Stateful code, just like all code, gives rise to one—or many—codepaths. Logical bugs can arise if stateful codepaths are written expecting some input data configuration, and yet still run despite quite unexpected input data configurations.

The most serious manifestation of this problem is often not the case with locally stateful code—where one reasonably small, localized codepath mutates the same data—and is more often the case with globally stateful code—where many decentralized codepaths, written by various people (or the same person at various times), are responsible for coordinating in some way to mutate some data appropriately.

Consider the following concrete example:

struct Entity
{
  B32 is_active; // determines whether or not an entity slot is free
  Vec3 position;
  F32 radius;
  Entity *carrier_entity; // entity which is carrying this entity
};

Let’s imagine a video game where entities can pick things up. If an entity is being carried by another entity, it implies some extra behavioral characteristics—first of all, it shouldn’t be able to move on its own, it needs to be drawn relative to whatever entity is carrying it, and so on.

Let’s say, now, that a goblin picks up a jar. To encode this, we’ll write a pointer to the goblin entity into the jar entity:

Entity *goblin = ...;
Entity *jar    = ...;
jar->carrier_entity = goblin;

But out of nowhere, the player 360-no-scopes the goblin with an arrow. The goblin dies. The game code marks the goblin’s entity memory as free, by setting its is_active member to 0.

goblin->is_active = 0;

Subsequently, elsewhere in the level, a chicken spawner’s timer elapses, and needs to spawn a chicken entity. So it locates the first non-active entity slot, and initializes that entity slot for the newly-spawned chicken entity. This entity slot happens to be the same slot which was used for the goblin who was 360-no-scope-headshotted by the player.

And we’ve got a problem! The jar entity is now pointing at the newly spawned chicken, despite the chicken never picking the jar up.

In this case, our code did perhaps reasonable work when considered in isolation. But through a long chain of events, stateful code which we wrote expecting some input data configuration—reading from a carrier_entity member blindly—made logically incorrect decisions.

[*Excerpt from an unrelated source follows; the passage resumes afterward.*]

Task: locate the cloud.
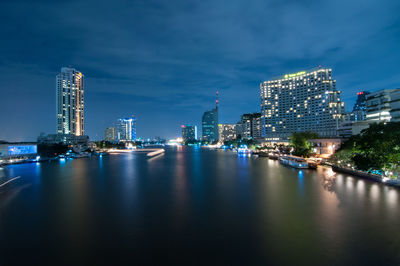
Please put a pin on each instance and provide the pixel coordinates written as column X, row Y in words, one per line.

The entire set of problems which arise like this is difficult to summarize, and impossible to put a lid on, because every such issue with stateful code is its own complex drama. One codepath writes somewhere, an entirely unrelated codepath writes somewhere else, a third codepath reads from the first location and uses it to write to the second, so on and so on… Just outlining the set of codepaths which collectively cause the problem requires a lot of information.

But every instance is a matter of one codepath making assumptions which don’t hold up to reality. Somewhere, some codepath violated some promise! The answers some code was written to assume were not correct.

In this example, there was an implicit promise that code could always grab a carrier_entity and assume it was reasonable. This promise was broken by the code which marked entity slots as invalid without a story for how state pointing at those slots would adjust, or a story for how code which read from those slots would gather the information that their pointer was no longer valid.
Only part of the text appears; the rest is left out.